Let's try reproducible:
from lightgbm import LGBMClassifier
from shap.datasets import iris
from shap import Explainer, Explanation
from shap import waterfall_plot
from sklearn.model_selection import train_test_split
X_train, X_test, y_train, y_test = train_test_split(*iris(), random_state=42)
model = LGBMClassifier().fit(X_train, y_train)
explainer = Explainer(model)
sv = np.array(explainer.shap_values(X_test)) # <-- SHAP values
ev = np.array(explainer.expected_value) # <-- base values
What you get here is base values per class:
array([-3.5596808 , -1.08989253, -3.20879218])
on top of which you'll add shap values.
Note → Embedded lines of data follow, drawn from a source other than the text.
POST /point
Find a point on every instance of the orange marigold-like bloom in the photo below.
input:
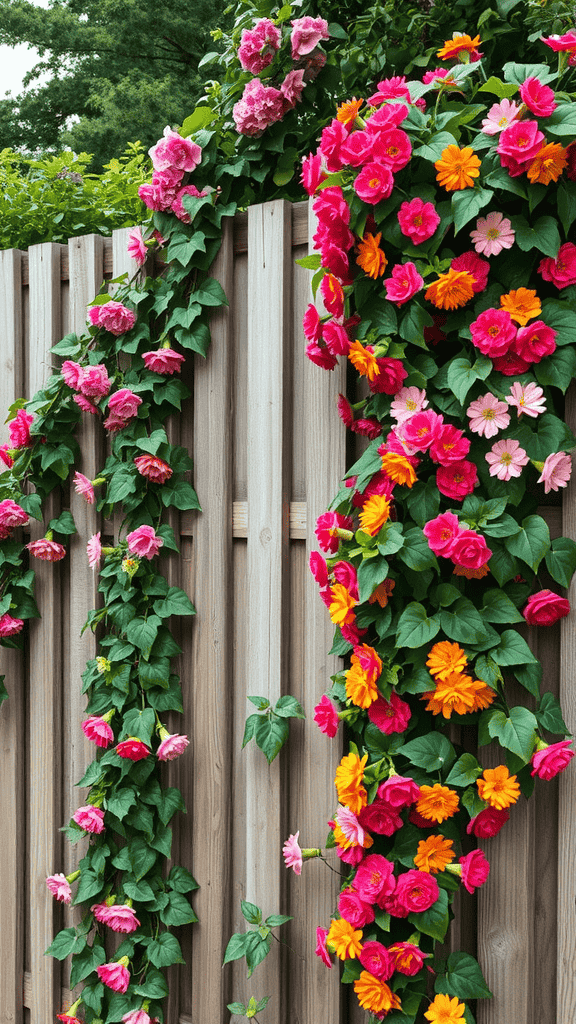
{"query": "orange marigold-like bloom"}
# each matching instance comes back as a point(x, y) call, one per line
point(348, 782)
point(370, 256)
point(457, 45)
point(382, 593)
point(344, 939)
point(446, 657)
point(522, 303)
point(457, 168)
point(547, 164)
point(498, 787)
point(374, 994)
point(364, 360)
point(341, 604)
point(374, 514)
point(434, 854)
point(347, 112)
point(399, 469)
point(452, 289)
point(437, 802)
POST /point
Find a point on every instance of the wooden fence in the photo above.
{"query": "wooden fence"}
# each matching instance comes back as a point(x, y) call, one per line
point(269, 452)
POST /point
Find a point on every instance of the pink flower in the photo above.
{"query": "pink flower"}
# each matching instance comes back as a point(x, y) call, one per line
point(418, 220)
point(145, 543)
point(136, 247)
point(89, 818)
point(488, 416)
point(404, 284)
point(500, 116)
point(48, 551)
point(97, 730)
point(538, 97)
point(528, 398)
point(374, 183)
point(83, 486)
point(93, 550)
point(562, 270)
point(326, 717)
point(113, 316)
point(173, 152)
point(551, 759)
point(306, 33)
point(59, 888)
point(556, 471)
point(115, 976)
point(389, 716)
point(292, 853)
point(475, 869)
point(493, 233)
point(171, 747)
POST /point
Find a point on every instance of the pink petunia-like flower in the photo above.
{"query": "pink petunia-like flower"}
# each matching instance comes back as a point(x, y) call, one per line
point(493, 233)
point(500, 116)
point(528, 399)
point(556, 471)
point(292, 853)
point(488, 415)
point(506, 459)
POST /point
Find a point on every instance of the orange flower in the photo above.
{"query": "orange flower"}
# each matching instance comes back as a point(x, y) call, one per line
point(341, 604)
point(446, 657)
point(364, 360)
point(523, 304)
point(437, 802)
point(370, 257)
point(348, 782)
point(374, 514)
point(434, 854)
point(399, 469)
point(457, 168)
point(374, 994)
point(451, 290)
point(347, 112)
point(456, 45)
point(344, 939)
point(382, 593)
point(548, 164)
point(498, 787)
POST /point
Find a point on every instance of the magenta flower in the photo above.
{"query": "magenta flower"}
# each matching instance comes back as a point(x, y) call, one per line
point(506, 459)
point(556, 471)
point(488, 416)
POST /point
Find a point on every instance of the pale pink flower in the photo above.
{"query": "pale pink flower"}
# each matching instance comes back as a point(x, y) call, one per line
point(499, 117)
point(556, 471)
point(528, 398)
point(506, 459)
point(83, 486)
point(493, 233)
point(292, 853)
point(488, 416)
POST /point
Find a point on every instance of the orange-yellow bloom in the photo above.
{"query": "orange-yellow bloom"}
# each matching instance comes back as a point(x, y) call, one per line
point(498, 787)
point(452, 289)
point(344, 939)
point(434, 854)
point(364, 360)
point(399, 469)
point(547, 164)
point(456, 45)
point(374, 994)
point(437, 802)
point(370, 257)
point(522, 303)
point(445, 658)
point(374, 514)
point(457, 168)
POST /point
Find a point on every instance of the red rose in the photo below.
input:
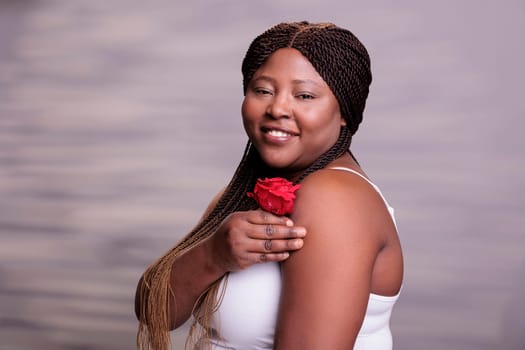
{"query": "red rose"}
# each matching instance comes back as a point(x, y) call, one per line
point(275, 195)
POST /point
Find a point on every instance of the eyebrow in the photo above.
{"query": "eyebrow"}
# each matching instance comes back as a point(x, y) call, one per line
point(295, 81)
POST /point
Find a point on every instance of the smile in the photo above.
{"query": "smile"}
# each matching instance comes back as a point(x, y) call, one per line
point(279, 133)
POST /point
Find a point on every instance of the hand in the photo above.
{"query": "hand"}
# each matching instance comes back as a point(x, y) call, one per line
point(245, 238)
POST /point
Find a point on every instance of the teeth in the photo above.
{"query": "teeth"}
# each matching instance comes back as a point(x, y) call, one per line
point(278, 133)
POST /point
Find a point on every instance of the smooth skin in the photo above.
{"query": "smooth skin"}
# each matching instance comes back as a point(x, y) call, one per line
point(352, 248)
point(238, 243)
point(339, 245)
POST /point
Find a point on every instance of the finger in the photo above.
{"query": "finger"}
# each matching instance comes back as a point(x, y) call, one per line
point(275, 232)
point(268, 245)
point(261, 217)
point(275, 245)
point(267, 257)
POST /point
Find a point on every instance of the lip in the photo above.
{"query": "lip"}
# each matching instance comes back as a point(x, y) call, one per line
point(278, 139)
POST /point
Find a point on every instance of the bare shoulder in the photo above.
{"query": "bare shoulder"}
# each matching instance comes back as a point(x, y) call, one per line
point(342, 199)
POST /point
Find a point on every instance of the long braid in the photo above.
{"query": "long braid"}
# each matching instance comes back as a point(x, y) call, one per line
point(344, 64)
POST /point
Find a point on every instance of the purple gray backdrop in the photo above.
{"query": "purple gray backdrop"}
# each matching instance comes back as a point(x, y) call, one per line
point(120, 119)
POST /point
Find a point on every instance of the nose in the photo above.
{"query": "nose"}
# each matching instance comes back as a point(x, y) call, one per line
point(279, 106)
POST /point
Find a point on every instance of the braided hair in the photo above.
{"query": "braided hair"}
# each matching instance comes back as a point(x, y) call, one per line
point(343, 62)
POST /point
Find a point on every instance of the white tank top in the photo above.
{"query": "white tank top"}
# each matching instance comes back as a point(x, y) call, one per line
point(247, 316)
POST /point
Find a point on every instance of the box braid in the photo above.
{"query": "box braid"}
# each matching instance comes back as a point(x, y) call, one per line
point(343, 62)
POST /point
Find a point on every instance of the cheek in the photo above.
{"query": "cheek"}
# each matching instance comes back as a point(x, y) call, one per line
point(247, 116)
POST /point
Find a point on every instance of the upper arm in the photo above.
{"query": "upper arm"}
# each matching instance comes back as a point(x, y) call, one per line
point(326, 284)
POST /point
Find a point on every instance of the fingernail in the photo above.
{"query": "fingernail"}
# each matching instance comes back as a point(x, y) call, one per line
point(299, 231)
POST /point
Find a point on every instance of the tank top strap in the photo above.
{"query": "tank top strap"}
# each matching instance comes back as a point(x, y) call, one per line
point(390, 209)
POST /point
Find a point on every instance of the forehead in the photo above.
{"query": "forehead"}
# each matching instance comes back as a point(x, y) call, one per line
point(288, 63)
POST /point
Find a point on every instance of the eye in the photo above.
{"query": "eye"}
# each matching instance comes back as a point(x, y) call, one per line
point(305, 96)
point(262, 91)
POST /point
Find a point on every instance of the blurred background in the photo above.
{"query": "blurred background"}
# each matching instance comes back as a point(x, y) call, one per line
point(120, 119)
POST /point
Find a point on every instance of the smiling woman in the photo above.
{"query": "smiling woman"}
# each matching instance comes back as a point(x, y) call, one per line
point(289, 112)
point(323, 275)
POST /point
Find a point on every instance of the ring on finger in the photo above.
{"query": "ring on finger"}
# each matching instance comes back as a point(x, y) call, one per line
point(268, 244)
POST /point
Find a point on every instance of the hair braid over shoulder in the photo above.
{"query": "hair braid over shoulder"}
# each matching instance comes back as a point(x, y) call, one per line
point(344, 64)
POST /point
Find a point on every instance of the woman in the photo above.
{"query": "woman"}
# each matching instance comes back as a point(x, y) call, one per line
point(325, 276)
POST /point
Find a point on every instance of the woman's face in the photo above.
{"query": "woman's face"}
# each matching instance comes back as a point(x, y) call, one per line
point(289, 112)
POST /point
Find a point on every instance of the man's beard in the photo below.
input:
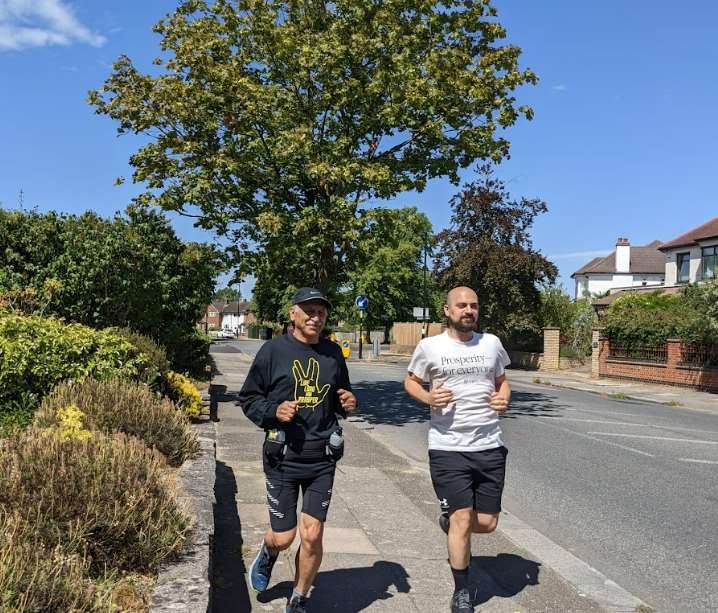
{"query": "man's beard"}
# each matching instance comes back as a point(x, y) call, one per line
point(462, 325)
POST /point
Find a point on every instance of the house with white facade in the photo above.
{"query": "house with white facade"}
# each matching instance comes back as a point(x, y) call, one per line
point(236, 316)
point(626, 267)
point(693, 256)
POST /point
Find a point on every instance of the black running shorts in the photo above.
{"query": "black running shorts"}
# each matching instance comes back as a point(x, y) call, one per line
point(471, 479)
point(309, 469)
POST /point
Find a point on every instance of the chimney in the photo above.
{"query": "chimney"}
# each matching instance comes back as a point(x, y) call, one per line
point(623, 255)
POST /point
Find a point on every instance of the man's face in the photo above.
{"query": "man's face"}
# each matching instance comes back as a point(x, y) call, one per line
point(462, 310)
point(309, 317)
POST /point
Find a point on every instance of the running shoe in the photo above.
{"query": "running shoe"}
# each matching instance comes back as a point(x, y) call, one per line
point(261, 570)
point(461, 602)
point(297, 605)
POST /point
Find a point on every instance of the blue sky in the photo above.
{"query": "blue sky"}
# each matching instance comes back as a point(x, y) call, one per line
point(622, 144)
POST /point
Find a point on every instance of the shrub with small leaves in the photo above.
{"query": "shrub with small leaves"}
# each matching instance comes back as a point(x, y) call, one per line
point(185, 394)
point(114, 487)
point(36, 353)
point(123, 406)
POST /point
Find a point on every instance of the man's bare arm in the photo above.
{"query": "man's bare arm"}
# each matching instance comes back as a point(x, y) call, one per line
point(438, 397)
point(500, 399)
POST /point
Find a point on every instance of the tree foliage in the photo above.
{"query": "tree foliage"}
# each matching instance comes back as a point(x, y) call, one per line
point(273, 120)
point(230, 294)
point(130, 271)
point(488, 248)
point(388, 267)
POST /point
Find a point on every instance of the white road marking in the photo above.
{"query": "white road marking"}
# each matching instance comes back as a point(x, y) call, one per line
point(610, 596)
point(626, 423)
point(599, 440)
point(657, 438)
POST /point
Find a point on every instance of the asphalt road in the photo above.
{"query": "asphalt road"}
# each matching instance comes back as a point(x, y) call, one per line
point(629, 487)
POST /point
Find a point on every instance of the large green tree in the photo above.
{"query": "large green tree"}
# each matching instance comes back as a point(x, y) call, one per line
point(488, 247)
point(388, 267)
point(271, 121)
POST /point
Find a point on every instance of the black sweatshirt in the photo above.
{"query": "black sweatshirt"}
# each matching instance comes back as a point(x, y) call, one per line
point(288, 369)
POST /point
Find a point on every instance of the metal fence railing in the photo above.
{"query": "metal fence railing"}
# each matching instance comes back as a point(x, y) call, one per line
point(656, 355)
point(702, 356)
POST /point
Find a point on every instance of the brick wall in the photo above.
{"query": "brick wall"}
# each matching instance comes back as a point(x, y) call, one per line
point(551, 349)
point(670, 373)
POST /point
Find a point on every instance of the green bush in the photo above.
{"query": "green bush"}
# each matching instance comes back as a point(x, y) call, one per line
point(37, 352)
point(647, 320)
point(188, 350)
point(122, 406)
point(113, 488)
point(156, 354)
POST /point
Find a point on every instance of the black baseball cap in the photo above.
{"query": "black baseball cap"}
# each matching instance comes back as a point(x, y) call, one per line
point(305, 294)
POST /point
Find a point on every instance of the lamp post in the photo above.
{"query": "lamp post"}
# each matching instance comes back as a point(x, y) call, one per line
point(425, 330)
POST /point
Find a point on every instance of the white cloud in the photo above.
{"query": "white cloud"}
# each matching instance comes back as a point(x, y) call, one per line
point(39, 23)
point(578, 254)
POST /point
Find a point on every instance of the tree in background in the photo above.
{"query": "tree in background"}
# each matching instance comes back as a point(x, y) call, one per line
point(228, 294)
point(388, 268)
point(273, 121)
point(648, 320)
point(488, 248)
point(129, 271)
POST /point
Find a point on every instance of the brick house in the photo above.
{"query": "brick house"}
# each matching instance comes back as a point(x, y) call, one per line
point(212, 319)
point(626, 267)
point(692, 257)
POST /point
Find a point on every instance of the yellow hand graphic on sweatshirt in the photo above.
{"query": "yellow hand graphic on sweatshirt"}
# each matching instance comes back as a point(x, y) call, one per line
point(306, 384)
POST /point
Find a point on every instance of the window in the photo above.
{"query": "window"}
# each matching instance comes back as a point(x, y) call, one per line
point(709, 262)
point(684, 267)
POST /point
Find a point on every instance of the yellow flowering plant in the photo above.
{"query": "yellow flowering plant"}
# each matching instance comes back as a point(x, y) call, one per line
point(71, 424)
point(185, 394)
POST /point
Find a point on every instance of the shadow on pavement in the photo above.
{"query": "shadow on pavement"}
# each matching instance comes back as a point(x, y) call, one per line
point(229, 588)
point(510, 573)
point(349, 589)
point(533, 404)
point(386, 402)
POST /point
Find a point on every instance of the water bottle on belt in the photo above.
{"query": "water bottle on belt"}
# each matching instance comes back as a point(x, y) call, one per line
point(275, 445)
point(335, 446)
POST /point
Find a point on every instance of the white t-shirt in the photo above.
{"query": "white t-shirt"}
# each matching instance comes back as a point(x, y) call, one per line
point(469, 370)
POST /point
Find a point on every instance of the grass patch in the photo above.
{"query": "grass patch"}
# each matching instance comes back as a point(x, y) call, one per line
point(106, 499)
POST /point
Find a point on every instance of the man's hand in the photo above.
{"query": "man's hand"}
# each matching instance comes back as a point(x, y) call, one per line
point(440, 397)
point(347, 400)
point(498, 402)
point(287, 410)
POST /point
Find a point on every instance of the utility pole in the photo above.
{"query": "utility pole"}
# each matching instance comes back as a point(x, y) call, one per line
point(424, 327)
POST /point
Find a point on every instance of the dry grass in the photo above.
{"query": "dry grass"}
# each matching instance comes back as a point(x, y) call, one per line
point(123, 406)
point(37, 574)
point(112, 490)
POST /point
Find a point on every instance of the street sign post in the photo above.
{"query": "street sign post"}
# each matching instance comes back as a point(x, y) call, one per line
point(361, 302)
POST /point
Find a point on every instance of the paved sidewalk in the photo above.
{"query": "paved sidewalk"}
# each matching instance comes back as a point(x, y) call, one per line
point(383, 548)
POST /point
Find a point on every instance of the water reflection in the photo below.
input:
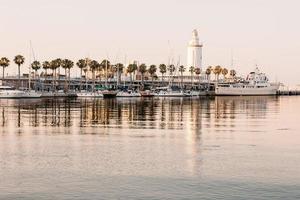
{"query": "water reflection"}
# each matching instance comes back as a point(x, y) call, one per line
point(152, 113)
point(191, 114)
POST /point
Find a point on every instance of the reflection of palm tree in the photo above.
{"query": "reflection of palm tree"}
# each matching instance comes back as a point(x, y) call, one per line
point(81, 64)
point(198, 72)
point(152, 70)
point(171, 69)
point(94, 65)
point(36, 65)
point(105, 64)
point(192, 70)
point(19, 60)
point(143, 70)
point(130, 69)
point(54, 64)
point(162, 70)
point(67, 64)
point(4, 62)
point(181, 70)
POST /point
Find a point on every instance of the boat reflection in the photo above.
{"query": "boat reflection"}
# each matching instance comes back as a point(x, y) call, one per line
point(192, 114)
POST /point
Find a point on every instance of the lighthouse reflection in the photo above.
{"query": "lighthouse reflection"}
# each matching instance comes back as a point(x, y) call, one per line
point(190, 114)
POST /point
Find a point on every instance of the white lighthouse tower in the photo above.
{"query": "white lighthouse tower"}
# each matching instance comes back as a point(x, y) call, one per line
point(194, 57)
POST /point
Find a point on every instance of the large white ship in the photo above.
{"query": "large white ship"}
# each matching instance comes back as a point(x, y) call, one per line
point(256, 83)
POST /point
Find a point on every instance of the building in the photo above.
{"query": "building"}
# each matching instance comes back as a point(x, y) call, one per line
point(194, 55)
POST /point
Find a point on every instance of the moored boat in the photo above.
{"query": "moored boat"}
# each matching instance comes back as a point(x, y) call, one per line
point(8, 92)
point(147, 93)
point(87, 94)
point(109, 93)
point(256, 83)
point(128, 93)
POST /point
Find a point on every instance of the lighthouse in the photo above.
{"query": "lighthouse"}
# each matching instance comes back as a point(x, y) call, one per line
point(194, 56)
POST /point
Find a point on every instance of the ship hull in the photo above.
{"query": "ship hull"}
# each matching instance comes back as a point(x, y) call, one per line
point(230, 91)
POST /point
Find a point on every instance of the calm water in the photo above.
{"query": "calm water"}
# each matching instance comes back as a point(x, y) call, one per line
point(172, 148)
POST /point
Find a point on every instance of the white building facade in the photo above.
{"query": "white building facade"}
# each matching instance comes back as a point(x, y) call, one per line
point(194, 55)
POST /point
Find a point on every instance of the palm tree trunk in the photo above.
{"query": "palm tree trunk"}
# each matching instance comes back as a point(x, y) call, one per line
point(181, 80)
point(93, 80)
point(34, 76)
point(80, 80)
point(66, 79)
point(19, 77)
point(69, 79)
point(2, 74)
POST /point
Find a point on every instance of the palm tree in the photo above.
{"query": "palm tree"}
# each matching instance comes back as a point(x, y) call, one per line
point(217, 71)
point(192, 70)
point(94, 65)
point(19, 60)
point(224, 72)
point(171, 69)
point(181, 70)
point(198, 72)
point(162, 70)
point(119, 69)
point(35, 65)
point(54, 64)
point(208, 72)
point(105, 64)
point(46, 66)
point(4, 62)
point(143, 70)
point(85, 70)
point(81, 64)
point(152, 70)
point(232, 73)
point(130, 69)
point(67, 64)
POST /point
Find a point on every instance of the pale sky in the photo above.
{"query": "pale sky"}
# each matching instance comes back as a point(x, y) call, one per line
point(263, 32)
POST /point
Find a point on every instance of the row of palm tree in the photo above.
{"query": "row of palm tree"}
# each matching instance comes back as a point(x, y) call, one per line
point(109, 70)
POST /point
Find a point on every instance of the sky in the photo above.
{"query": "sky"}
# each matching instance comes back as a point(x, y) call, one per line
point(252, 32)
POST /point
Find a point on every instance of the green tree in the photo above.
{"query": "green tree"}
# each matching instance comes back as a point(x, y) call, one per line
point(4, 62)
point(131, 69)
point(67, 64)
point(162, 70)
point(54, 65)
point(105, 64)
point(217, 71)
point(35, 65)
point(94, 65)
point(224, 72)
point(198, 73)
point(119, 67)
point(181, 70)
point(143, 70)
point(81, 64)
point(152, 70)
point(46, 66)
point(192, 71)
point(19, 60)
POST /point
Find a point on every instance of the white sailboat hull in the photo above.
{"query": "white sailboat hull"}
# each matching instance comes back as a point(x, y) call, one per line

Note the shapes:
ev.shape, sv.shape
((3,), (3, 38, 4))
corresponds to the number of classes38
to the number of cases4
are features, for which you're interested to find SHAP values.Then, you might be interested how to explain a particular prediction:
idx = 0
model.predict(X_test.iloc[[idx]], raw_score=True)
array([[-8.10103813, 1.50946338, -3.6985032 ]])
You'll get the same preds if add SHAP values per the data point of interest to the base values:
ev + sv[:, idx, :].sum(-1)
array([-8.10103813, 1.50946338, -3.6985032 ])
Or visually:
waterfall_plot(Explanation(sv[0][idx], ev[idx], feature_names=X_train.columns))
where 0
stands for the class prediction of interest.
Most probably you'll get slightly different results due to randomness built into LGBM classifier.